"The survival of liberty in our land increasingly depends on the success of liberty in other lands," President Bush said a little over a year ago in his second Inaugural Address. That is the Bush Doctrine: The best way to protect America's security is to promote democracy abroad, particularly in the Middle East.
But developments in the Middle East over the past year raise serious questions about that doctrine. The Iranians have elected a radical president whose commitment to a nuclear weapons program threatens the security of the United States and the rest of the world. The Iranian-backed Hezbollah movement made gains in Lebanon's parliamentary vote. The radical Muslim Brotherhood showed electoral strength in Egypt. Elections in Iraq produced a government controlled by Shiite religious parties with armed militias and close ties to Iran.
What would happen if Saudi Arabia and Pakistan were to hold free elections? Would they elect governments less threatening to U.S. security—or more threatening?
At his January 26 press conference, Bush responded to last week's Palestinian election by saying, "Democracy can open up the world's eyes to reality." The reality is that the Palestinians voted for a radical Islamist political movement that the United States, the European Union, and Israel have labeled a terrorist organization. How does that promote peace and security?
Bush tried to argue that Palestinians were not actually voting for terrorism. He said that they were just voting for change. "Obviously, people were not happy with the status quo," he said. "If there is corruption, I'm not surprised that people say, 'Let's get rid of corruption.' If government hasn't been responsive, I'm not the least bit surprised if people say, 'I want government to be responsive.' "
Americans are familiar with anti-incumbent voting. So are Canadians. Two days before the Palestinian election, they threw the Liberal Party out of power after 12 years and elected a Conservative government led by pro-American Stephen Harper. "A Harper victory will put a smile on George W. Bush's face," a Liberal television ad warned.
Did Harper win because he is pro-American and friendly to Bush, or despite those things? "It was definitely in spite of," Canadian political analyst Dan Dunsky said. "The reason for the Conservative victory had as much to do with Liberal corruption and Liberal Party scandals as it did with the Conservative Party and the specifics of their platform." The winner acknowledged as much. "Our great country has voted for change," Harper said on Election Night. "And Canadians have asked our party to take the lead in delivering that change."

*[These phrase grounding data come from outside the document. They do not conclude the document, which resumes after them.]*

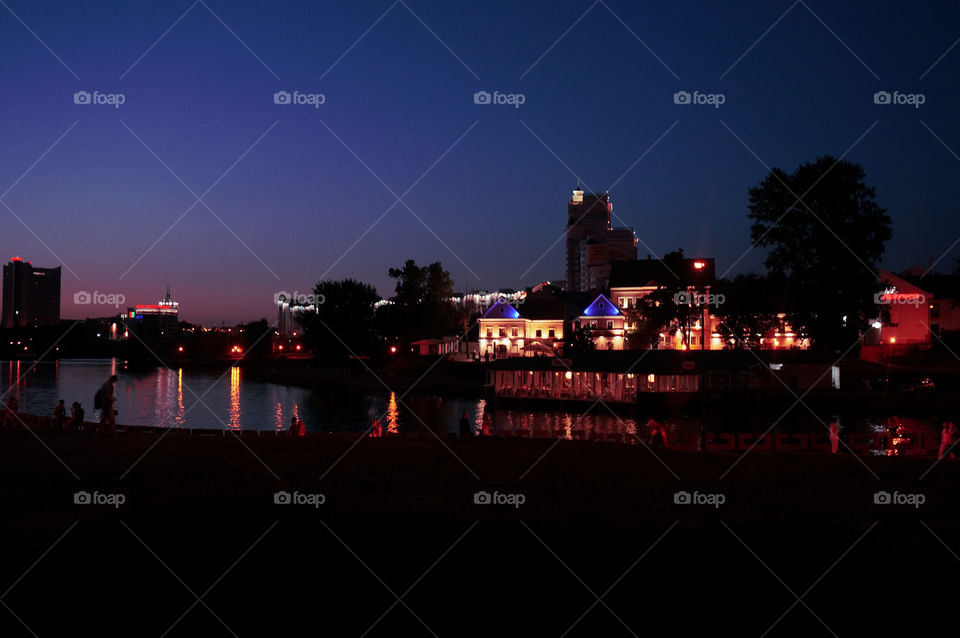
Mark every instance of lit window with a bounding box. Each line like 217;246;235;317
499;328;506;337
486;329;493;338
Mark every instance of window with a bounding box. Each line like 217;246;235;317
619;297;627;308
499;328;506;337
548;329;555;338
511;328;519;337
486;329;493;338
606;321;613;330
535;329;542;337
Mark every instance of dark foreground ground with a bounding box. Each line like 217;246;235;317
0;429;957;637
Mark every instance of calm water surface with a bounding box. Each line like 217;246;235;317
1;359;647;436
0;360;942;453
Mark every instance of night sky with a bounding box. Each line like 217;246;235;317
2;0;959;324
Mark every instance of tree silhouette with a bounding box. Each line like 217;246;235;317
748;156;891;352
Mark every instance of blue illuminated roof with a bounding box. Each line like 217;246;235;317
582;294;621;317
482;299;521;319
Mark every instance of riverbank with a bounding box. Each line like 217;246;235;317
0;427;956;636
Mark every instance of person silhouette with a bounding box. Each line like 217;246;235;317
96;375;118;433
289;415;305;436
459;412;473;437
71;402;85;431
829;417;840;454
939;421;957;459
54;399;66;429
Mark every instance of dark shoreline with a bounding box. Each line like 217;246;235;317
0;428;957;636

That is precisely the argument that Bush made about the Palestinian vote. Americans vote against the status quo all the time. Apparently, so do Palestinians. "A Hamas government should, first of all, put an end to unemployment," a Palestinian voter said on CNN, "and then do something about the high prices of food and fuel."
But electing radical terrorists makes a far bigger statement than simply expressing a desire for change. Are Palestinians really willing to destroy the peace process and provoke the United States in order to get better government services?
Former Israeli Prime Minister Benjamin Netanyahu differs with Bush over the meaning of the Palestinian vote. "What really put [Hamas] over the top," Netanyahu said in a television interview, "was the perception in the Palestinian street that they're the ones who, using terror, drove Israel out. Israel to them showed weakness. Terror works. Therefore let's reward the forces of terror." For Netanyahu as for Bush, there is a motive behind the interpretation. Netanyahu opposed Israel's withdrawal from Gaza and is running for prime minister again in his country's March 28 election.
Now, Bush insists, Hamas must renounce extremism. "I made it very clear," Bush said, "that the United States does not support political parties that want to destroy our ally Israel, and that [Hamas] must renounce that part of their platform."
For the Bush Doctrine to work, holding an election isn't enough. The winners must accept the rules of democracy and abandon extremism. That's true for the Palestinian Authority, and for Iraq as well.